Japanese goods producers are on course for their best quarter since the start of 2014. The Nikkei Manufacturing PMI hit a 20-month high of 52.8 in November, according to the preliminary ‘flash’ reading. The PMI readings for the fourth quarter so far are the highest since the first quarter of 2014, suggesting the sector is making a positive contribution to economic growth.
The improved survey data suggest that the goods-producing sector is experiencing a turnaround in business conditions compared to the weak picture seen throughout much of the year to date, with output and employment both growing at increased rates amid faster export sales and robust domestic demand.

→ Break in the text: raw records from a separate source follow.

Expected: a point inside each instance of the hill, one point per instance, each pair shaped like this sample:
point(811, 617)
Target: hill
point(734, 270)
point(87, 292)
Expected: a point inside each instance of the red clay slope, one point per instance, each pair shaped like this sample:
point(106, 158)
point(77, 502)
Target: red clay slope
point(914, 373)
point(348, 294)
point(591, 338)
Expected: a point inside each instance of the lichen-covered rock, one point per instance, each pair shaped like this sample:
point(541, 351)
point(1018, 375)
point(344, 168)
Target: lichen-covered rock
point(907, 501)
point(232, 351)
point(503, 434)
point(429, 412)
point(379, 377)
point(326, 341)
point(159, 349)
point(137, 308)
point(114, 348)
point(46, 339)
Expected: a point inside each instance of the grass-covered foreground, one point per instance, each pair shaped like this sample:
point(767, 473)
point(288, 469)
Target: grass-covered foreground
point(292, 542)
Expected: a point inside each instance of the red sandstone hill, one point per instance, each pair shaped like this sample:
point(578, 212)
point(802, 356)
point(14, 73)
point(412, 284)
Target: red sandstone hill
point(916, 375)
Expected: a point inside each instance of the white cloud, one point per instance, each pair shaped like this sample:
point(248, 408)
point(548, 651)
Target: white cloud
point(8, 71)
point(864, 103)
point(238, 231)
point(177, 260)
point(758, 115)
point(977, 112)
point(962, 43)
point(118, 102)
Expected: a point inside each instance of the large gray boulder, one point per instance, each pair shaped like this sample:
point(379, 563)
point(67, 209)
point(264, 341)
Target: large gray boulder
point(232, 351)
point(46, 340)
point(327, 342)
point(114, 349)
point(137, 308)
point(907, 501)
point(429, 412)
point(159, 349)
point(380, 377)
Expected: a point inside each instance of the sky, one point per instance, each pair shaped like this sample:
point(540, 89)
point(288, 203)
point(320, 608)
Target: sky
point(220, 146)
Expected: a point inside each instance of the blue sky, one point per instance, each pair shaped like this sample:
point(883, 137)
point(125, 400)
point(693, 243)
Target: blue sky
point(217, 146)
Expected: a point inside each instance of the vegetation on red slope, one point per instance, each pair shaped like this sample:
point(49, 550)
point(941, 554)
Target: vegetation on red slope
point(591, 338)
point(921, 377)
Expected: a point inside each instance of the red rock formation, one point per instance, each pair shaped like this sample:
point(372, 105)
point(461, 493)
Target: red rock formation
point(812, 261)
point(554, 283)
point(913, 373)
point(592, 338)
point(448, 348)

Here are five key charts from the November flash PMI survey:
1.Factory output growth at 20-month high
The survey’s output index rose to a 20-month high, signalling the fastest expansion of factory production volumes since March of last year. The survey therefore points to a revival of factory growth in the fourth quarter after the lull seen over the summer.
2.Upturn helped by export order growth
Export orders continued to recover after suffering the largest fall for two-and-a-half years back in September. November saw the largest rise since June, building on the improvement seen in October. The upturn in sales was linked to both a pick up in demand from key export markets, including the US and China, alongside the depreciation of the yen since mid-October.
3. Job creation continues to revive
The upturn in exports contributed to a further robust rise in overall orders, with total new work showing one of the largest monthly gains seen over the past year-and-a-half. The improvement in the order book situation contrasts with declining inflows of new work seen earlier in the year and has prompted firms to review their staffing strategies, with job-shedding in September now having turned to net job creation. November in fact saw the largest monthly gain in factory employment since April of last year.
4. Output prices rise (albeit only marginally)
Average selling prices rose for the first time in three months, albeit only marginally. Selling price inflation remains only modest due mainly to the combination of intense competition and low global commodity prices. Input costs rose at a slightly increased rate, though one that remained modest and well below that seen earlier in the year, largely reflecting lower prices paid for oil and energy.
5. Positive outlook for goods production
Forward indicators of factory output paint an encouraging picture. The ratio of new orders to finished goods stock hit one of the highest levels seen since early last year, while the amount of inputs bought by manufacturers for use in production showed the largest monthly increase since March 2014.
Upturns in these forward-looking indicators not only tend to foretell an expansion of output but also suggest companies will be inclined to take on additional staff, thus adding to hopes that the current growth phase is looking increasingly sustainable.